Altazor es una búsqueda de plenitud del poeta como una suerte de superhombre nietzscheano, con «su violín violeta con su violín violáceo con su violín violado», en busca también de una comunicación estelar, cósmica, de largo canto al modo de Whitman. Pero las palabras se funden, se calzan, se entrelazan, y en el Canto VII llega al esplendor o al caso de la síntesis y lo esencial se convierte en música: «Ai aia / ia aia ui / Tralaí / lalí lalá…», la palabra se hace algo diferente a la metáfora e incluso a la jitanjáfora, Huidobro termina Altazor como duelo de un nuevo lenguaje, de un lenguaje entre contraseñas y sonidos, entre musicalidad y sonoridades que «alguien» habría de entender.

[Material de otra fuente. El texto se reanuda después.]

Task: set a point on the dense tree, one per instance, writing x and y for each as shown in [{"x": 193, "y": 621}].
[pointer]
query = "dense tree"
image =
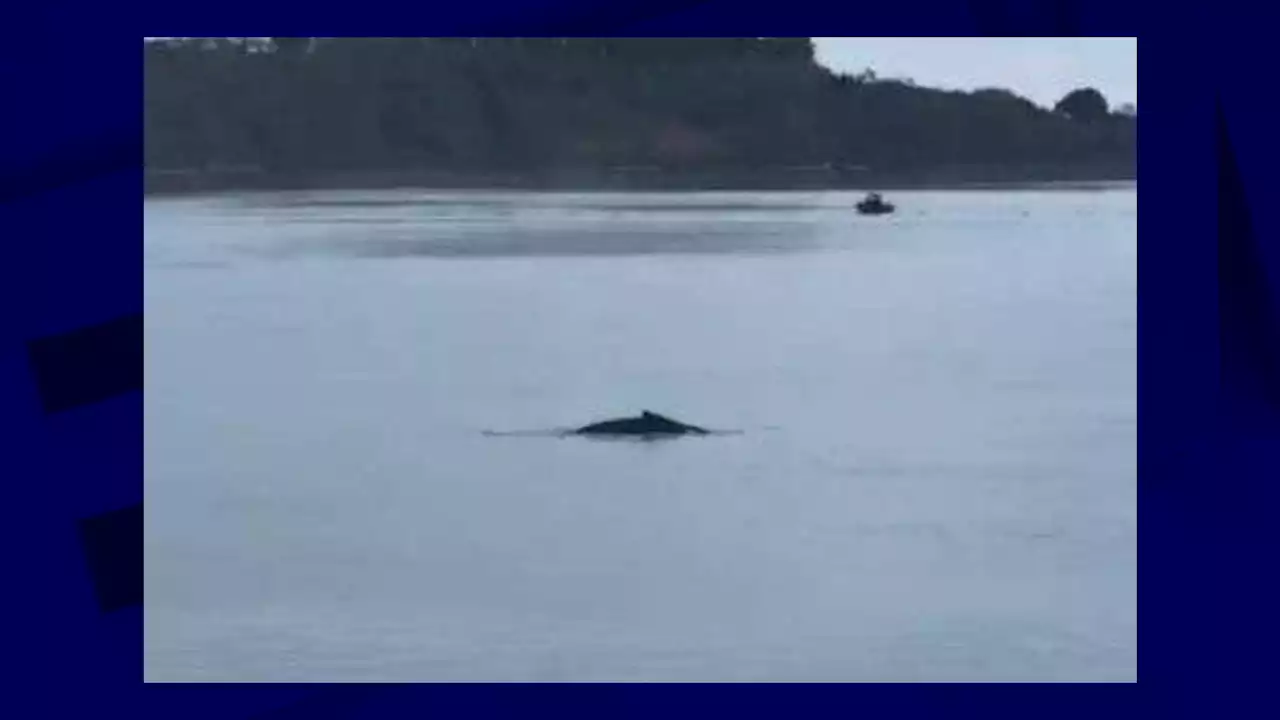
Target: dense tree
[
  {"x": 1086, "y": 105},
  {"x": 315, "y": 106}
]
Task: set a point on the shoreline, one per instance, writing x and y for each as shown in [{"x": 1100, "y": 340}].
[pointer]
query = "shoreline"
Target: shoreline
[{"x": 192, "y": 183}]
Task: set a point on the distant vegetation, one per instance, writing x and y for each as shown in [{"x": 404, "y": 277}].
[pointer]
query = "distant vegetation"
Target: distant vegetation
[{"x": 585, "y": 112}]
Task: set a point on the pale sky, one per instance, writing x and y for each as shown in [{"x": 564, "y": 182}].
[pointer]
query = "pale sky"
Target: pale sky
[{"x": 1042, "y": 69}]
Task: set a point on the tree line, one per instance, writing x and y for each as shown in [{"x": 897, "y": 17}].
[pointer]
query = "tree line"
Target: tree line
[{"x": 315, "y": 106}]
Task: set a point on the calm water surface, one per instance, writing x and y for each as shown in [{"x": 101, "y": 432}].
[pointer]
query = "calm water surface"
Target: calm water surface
[{"x": 936, "y": 478}]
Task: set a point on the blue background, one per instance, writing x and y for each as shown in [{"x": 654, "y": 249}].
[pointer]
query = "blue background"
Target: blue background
[{"x": 1208, "y": 351}]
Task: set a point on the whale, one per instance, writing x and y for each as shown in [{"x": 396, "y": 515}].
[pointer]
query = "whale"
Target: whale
[{"x": 644, "y": 424}]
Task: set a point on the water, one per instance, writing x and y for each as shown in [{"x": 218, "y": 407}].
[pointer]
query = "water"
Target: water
[{"x": 936, "y": 478}]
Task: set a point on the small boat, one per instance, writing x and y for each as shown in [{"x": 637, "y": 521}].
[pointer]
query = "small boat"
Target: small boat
[{"x": 874, "y": 205}]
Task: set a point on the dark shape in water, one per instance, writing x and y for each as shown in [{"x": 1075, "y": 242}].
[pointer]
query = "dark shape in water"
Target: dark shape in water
[
  {"x": 645, "y": 424},
  {"x": 874, "y": 205}
]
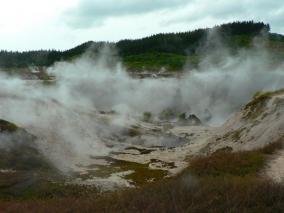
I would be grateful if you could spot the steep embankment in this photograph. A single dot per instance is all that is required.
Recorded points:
(258, 124)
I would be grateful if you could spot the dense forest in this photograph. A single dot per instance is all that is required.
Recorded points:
(170, 50)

Temblor de cielo irrumpe con su valía de prosa poética o de poema en prosa o de versículo rítmico. «Acaso el ocaso nos haga caso y entonces habréis comprendido los signos de la noche», y el poeta vidente profetiza, se mete en el rumbo de la visión de un futuro cierto e incierto, poético, dramático, en el que el poeta ha de seguir «su destino», en tanto ella, Isolda, el ideal femenino, arrasa con su presencia: «Vestida de blanco, Isolda venía como una nube», y se establece el diálogo con el poeta: «–Isolda, Isolda, ¿eres tú? / —Cuántos años lejos el uno del otro. / —Se ha necesitado una hecatombe semejante para volver a encontrarnos». Y el poema se arrebata en su ya lenguaje hermoso prendado de la metaforización o de la imagen de lo maravilloso: «…el mar está tendido sobre varias pianolas […] Cada ola se convierte en ángel y vuela».
Muerte, la vida, el asombro, luz y tinieblas, sombra y silencio y escándalo de la propia palabra que habla del silencio, el discurso de Temblor de cielo parece querer decirnos una tesis, pero no la hay, solo ha sentencias: «solo el ataúd tiene razón. La victoria es del cementerio», porque el hombre se lanza a conquistar el mundo, pero: «Vosotros habéis medido vuestras montañas, vosotros sabéis que el Baurizankar tiene 8.800 metros de altura, pero vosotros no sabréis jamás la altura de mi corazón», y como si el poeta se hubiese convertido en el mundo todo, el mismo poeta que escuchó la obra de su ataúd cuando lo fabricaban, declara que «El cielo es lento para morir. / ¿Oyes clavar el ataúd delo cielo?».
En «Monumento al mar» el hombre hace su propio monumento. Cuna de la vida y símbolo de la infinitud, el mar es la muerte y la vida, el mar es un gran cuerpo vivo que es él mismo, su propio monumento, un monumento contra la rigidez de la muerte, del mármol que quiere ser eterno, un monumento al cambio terno, a la vida. Vicente Huidobro no se agotó nunca, de vivir cincuenta años más veríamos suyo una ola de palabras, un vuelo de violines, un color diferente en el iris. El poeta es el artista que lo consume todo, y lo sumerge en las palabras, el hondo mar del verbo es su sino, su fuente de imágenes, su salida a un firmamento solo suyo, donde soles ardientes se gastan, se consumen, estallan, crean nueva vida.